Have I always possessed such powers, precisely as Father Effram has claimed? Or is it a byproduct of Mortain’s death? As if by leaving the world, he has left an empty space or void that pulls such power from me, much as the sun pulls the plant from the seed.
To waste such a miraculous gift on someone like Fremin sours my stomach. But it could not be helped. The risk of his soul never passing on was too great, the queen and her unborn child were too vulnerable.
Thoughts of the queen’s unborn child have my hand drifting to my belly and my heart yearning for Beast. For the comfort he always gives me, for his easy acceptance of who and what I am and all the scars that accompany that.
I take out the memory of him offering to marry me, handling it like a fragile sculpture of spun sugar. I was lying to him—and myself—when I said I could not bear the idea of ever belonging to any man. Beast would never think to own me. He considers his horse as a creature entrusted to his care rather than a possession.
The idea of being joined to him for the rest of our lives—for eternity—is nearly irresistible. To love openly and freely, and not care who sees or knows. To be at each other’s side, always.
But it is complicated, too. Not only i
n the obvious ways—my brother must give his permission for us to legally wed, which he would never do—but in subtler ones. The hand on my belly is one of those. I do not know that I can bring myself to ever have another child. This wound and scar run so deep, I cannot even hear of another woman’s pregnancy without suffering all over again. But if ever a man should be a father, Beast is that man. There should be legions of hulking young babes swaggering around on their toddling legs with laughing blue eyes and small lumpy noses.
I do not think I can do that. My heart is not strong enough to travel that road again.
* * *
In the morning, the servants arrive at the queen’s apartments and light the fires. I rise to my feet and slip out of the room. When my door comes into view, I take a deep breath. The next five minutes will determine whether or not I can wrestle Fortune’s wheel in my favor.

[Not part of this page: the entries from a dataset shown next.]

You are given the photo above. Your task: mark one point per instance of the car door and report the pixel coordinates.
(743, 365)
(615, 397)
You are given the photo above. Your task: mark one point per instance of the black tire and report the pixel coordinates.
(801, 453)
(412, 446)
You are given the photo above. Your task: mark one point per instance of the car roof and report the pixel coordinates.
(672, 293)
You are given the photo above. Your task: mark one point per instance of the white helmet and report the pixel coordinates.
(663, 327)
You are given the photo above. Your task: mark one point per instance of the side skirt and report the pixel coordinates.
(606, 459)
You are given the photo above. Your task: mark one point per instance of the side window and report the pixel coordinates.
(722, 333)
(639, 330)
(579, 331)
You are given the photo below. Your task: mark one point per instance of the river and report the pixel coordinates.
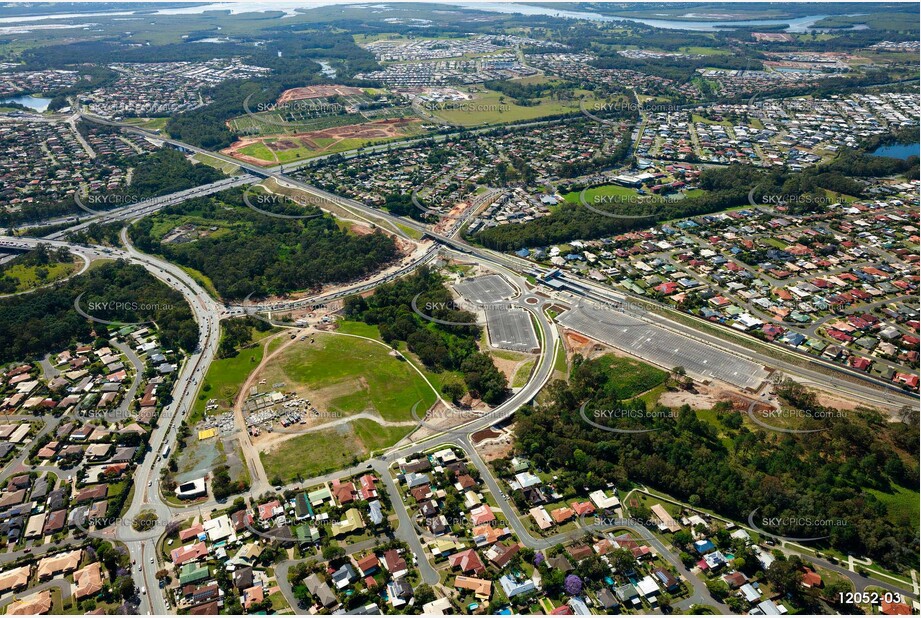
(287, 7)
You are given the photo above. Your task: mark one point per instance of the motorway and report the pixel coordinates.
(208, 313)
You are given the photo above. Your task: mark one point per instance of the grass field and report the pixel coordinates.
(27, 276)
(600, 192)
(632, 377)
(704, 51)
(317, 452)
(902, 505)
(493, 107)
(351, 375)
(224, 378)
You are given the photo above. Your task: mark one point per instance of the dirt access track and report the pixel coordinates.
(377, 129)
(317, 92)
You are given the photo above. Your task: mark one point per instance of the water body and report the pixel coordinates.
(898, 151)
(38, 104)
(799, 24)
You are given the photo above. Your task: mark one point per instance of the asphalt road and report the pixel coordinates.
(208, 313)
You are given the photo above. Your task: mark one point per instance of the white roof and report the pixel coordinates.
(647, 586)
(218, 528)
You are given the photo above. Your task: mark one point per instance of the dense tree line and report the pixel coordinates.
(41, 257)
(46, 321)
(726, 187)
(290, 56)
(732, 469)
(851, 162)
(439, 346)
(236, 333)
(264, 255)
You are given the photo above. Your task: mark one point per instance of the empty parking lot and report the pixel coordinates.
(663, 347)
(511, 329)
(488, 289)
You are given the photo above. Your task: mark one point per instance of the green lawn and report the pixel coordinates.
(223, 381)
(352, 375)
(902, 505)
(600, 192)
(27, 277)
(493, 107)
(631, 377)
(318, 452)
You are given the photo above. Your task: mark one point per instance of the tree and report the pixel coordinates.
(125, 586)
(718, 589)
(424, 594)
(785, 576)
(332, 551)
(573, 585)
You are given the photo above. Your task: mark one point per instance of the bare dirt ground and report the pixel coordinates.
(508, 367)
(490, 451)
(702, 400)
(317, 92)
(833, 401)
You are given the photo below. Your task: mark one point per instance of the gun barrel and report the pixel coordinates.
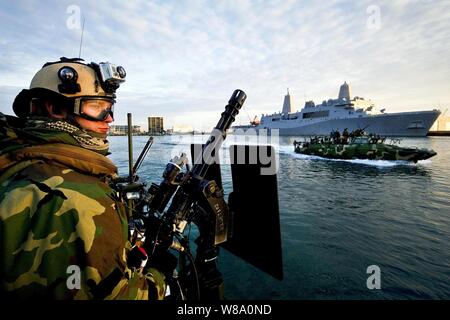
(219, 133)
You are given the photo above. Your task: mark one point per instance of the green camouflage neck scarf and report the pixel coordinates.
(88, 140)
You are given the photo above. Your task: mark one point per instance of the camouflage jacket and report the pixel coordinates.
(63, 231)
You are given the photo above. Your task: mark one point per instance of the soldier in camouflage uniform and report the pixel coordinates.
(63, 231)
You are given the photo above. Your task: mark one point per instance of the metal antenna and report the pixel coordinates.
(81, 40)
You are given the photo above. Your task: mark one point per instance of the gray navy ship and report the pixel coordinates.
(343, 112)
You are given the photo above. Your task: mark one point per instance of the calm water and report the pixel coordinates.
(338, 218)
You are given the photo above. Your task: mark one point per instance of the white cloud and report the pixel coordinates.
(185, 58)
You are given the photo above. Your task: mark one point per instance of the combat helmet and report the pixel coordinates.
(68, 83)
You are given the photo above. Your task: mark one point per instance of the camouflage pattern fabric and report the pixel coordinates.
(57, 212)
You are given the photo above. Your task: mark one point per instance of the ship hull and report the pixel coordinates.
(405, 124)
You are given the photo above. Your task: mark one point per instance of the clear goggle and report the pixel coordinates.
(94, 109)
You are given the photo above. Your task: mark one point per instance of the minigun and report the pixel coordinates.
(195, 195)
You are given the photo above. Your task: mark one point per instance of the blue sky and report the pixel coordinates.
(185, 58)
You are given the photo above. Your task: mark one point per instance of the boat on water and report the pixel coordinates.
(359, 145)
(343, 112)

Are the two guards standing lazily on duty the ones who did not bother to announce Fremin’s visit before letting him inside? Did he bribe them?

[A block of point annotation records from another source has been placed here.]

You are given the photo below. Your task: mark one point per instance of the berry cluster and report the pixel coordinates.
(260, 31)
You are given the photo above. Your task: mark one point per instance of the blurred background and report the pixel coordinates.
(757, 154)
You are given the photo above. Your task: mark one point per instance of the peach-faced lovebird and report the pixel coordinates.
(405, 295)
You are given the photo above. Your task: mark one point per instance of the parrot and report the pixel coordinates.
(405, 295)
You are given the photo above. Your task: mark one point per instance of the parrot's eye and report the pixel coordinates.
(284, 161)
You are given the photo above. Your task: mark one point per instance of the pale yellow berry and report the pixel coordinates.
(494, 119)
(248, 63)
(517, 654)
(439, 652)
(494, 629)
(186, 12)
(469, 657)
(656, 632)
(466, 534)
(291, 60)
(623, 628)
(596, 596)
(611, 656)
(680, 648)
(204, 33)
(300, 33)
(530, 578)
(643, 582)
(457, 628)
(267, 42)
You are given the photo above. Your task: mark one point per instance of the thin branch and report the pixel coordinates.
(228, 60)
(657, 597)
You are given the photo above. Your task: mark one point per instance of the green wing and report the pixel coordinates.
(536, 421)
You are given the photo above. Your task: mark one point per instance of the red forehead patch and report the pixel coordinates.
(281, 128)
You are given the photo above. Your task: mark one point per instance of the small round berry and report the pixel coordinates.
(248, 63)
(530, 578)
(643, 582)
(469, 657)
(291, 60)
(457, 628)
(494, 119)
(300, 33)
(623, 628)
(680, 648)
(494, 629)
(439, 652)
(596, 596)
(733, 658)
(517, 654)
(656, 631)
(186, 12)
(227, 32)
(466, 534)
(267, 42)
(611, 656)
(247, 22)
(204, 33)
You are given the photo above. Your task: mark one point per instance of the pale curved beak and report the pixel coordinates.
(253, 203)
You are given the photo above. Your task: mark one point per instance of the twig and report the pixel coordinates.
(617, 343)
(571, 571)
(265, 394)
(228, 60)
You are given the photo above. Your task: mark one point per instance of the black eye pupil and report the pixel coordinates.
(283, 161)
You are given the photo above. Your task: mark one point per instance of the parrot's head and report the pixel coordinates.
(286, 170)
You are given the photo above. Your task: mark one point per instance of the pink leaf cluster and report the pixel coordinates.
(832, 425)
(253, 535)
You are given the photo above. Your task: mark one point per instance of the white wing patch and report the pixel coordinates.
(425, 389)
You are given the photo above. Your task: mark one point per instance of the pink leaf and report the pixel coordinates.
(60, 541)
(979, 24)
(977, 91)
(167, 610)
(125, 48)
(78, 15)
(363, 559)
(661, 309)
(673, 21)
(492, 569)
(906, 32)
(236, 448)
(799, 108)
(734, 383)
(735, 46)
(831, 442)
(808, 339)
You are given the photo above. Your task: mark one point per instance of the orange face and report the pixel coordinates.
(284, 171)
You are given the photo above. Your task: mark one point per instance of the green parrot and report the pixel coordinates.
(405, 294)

At my approach, one of them looks up, his mouth falling open at the sight of me. He nudges the other guard to attention. “My lady.” He frowns. “How did you get out here?”
“I walked. I believe that is how most people move about from room to room.”
“I mean”—his voice grows more gruff—“we did not see you come out.”
I study them more closely, then shake my head. “I don’t believe you are the guards who were on duty when I left.”
“When was that?”
“Midday yesterday. I have been attending the queen ever since.”
“No one mentioned you weren’t inside.”